4。 For me, the most unexpected aspect of Austin's health guide has become one of her most unexpected and effective methods-Jane insists that a natural and healthy diet itself requires a natural dose of one day. In her novels, not only the outside, but also the refractive benefits of absorbing sunlight and fresh air are actually a specific medicine (for example, Jane Fairfax was persuaded that she could jump into Emma's plot as long as she suggested adding her health to the fresher country air). In contrast, other characters locked in it will eventually encounter a mysterious decline in overall happiness. Today, many readers still feel that Austin's natural prescription is romantic and mysterious (no wonder, according to today's statement, as a healthy diet, it is usually limited to the correct way of eating and exercising), but modern research has begun to realize that nature is indeed an indispensable nutrient, as Austin firmly believes. "I suggest you go out: air is good for you," Sir Thomas said confidently in mansfield manor.
Starting from the famous biological tropism hypothesis in 1980s (that human beings, as a part of nature, need regular physical contact with nature to thrive), Austin has repeatedly called for reconnecting with nature-on the seaside in Lyme, on the mountains in Devon, or in the gardens in Pemberley-and getting scientific support in fascinating new ways.
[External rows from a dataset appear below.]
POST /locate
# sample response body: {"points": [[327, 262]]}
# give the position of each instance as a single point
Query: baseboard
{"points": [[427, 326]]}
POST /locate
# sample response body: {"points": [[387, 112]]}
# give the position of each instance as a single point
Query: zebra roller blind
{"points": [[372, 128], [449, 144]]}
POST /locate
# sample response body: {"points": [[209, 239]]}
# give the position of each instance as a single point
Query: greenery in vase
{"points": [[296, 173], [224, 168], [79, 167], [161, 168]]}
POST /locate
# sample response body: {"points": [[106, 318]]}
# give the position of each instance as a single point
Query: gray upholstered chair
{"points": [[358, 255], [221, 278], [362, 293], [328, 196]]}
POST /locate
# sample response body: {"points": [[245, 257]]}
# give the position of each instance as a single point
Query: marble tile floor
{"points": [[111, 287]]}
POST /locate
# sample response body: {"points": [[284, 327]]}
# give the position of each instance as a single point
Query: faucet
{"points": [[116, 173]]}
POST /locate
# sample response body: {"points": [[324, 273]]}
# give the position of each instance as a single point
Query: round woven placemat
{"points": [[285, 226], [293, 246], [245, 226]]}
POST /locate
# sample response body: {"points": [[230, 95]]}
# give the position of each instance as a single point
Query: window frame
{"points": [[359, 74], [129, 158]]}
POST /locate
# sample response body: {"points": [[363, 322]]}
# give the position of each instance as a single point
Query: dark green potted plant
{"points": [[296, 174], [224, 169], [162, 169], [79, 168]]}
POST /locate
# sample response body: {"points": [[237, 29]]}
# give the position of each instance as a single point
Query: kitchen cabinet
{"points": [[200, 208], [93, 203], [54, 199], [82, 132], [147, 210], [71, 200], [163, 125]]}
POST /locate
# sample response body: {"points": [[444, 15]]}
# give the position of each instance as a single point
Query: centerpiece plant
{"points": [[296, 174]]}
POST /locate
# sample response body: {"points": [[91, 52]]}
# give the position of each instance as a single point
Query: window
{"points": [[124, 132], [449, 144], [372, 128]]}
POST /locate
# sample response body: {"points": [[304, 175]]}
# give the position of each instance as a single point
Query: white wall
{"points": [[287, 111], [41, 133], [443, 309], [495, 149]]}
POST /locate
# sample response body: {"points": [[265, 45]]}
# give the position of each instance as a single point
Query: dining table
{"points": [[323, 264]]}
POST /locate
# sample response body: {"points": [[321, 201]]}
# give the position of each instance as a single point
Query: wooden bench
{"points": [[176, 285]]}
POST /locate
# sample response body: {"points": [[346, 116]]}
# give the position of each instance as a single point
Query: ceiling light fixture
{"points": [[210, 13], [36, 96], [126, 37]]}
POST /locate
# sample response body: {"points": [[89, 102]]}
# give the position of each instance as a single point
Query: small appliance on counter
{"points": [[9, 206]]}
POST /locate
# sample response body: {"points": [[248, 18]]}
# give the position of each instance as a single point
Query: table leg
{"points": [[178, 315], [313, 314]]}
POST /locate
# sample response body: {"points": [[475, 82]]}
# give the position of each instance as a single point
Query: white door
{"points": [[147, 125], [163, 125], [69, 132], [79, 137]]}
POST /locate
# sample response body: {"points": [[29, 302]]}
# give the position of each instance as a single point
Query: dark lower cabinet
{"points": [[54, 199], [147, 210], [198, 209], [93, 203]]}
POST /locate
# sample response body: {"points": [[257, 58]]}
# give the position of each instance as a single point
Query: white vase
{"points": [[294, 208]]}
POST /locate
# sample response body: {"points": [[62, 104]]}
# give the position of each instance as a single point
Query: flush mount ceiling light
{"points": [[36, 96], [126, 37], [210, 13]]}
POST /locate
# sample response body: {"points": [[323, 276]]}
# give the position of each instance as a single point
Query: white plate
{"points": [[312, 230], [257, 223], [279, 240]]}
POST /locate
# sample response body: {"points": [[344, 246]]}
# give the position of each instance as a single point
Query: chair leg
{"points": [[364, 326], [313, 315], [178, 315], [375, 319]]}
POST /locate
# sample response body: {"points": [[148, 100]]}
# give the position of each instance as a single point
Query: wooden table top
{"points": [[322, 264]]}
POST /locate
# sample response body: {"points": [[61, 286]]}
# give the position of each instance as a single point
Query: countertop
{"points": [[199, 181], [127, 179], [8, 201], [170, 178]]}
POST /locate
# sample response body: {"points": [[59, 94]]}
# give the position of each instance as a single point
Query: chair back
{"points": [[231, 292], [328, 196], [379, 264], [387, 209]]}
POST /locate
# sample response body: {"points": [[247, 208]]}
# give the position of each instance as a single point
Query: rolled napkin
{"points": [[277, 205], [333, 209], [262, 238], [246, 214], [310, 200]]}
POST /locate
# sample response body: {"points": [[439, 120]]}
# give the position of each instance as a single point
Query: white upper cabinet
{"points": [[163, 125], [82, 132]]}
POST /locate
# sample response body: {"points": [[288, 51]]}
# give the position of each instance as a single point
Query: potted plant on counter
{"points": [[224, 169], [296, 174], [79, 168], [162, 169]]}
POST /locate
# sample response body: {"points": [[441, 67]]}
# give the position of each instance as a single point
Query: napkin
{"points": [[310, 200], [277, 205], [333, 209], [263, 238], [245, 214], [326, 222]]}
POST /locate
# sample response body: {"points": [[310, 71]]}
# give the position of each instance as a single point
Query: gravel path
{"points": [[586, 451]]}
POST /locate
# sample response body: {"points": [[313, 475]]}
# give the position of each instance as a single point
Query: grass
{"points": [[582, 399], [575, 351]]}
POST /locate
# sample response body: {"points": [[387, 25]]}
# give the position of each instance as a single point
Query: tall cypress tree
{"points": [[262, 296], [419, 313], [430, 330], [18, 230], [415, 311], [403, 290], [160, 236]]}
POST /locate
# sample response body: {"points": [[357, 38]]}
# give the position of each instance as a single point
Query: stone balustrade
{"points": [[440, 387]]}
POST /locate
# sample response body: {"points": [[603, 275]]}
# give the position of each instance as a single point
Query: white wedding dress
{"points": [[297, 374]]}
Recent interest in Japanese forest baths, the importance of sunlight in regulating our happiness and hormone levels, and the modern harm of "sick building syndrome" (countless health risks of spending too much time indoors) have all found historical similarities and signs in Austin's novels. After all, Jane fully grasped the original and broader meaning of the word diet. Diet is not just food, it comes from the Greek diaia, which means "lifestyle", a life that is obviously better by developing Austin-style "taste of nature".
Brian kozlowski is the author of Jane Austen Diet: The Secret of Austen's Food, Health and Passionate Happiness, which was recently published by Turner. He is an advocate full of "light of wisdom" and brings the wisdom of classical literature into daily life. His works have been published in fashion magazines, * * and * *.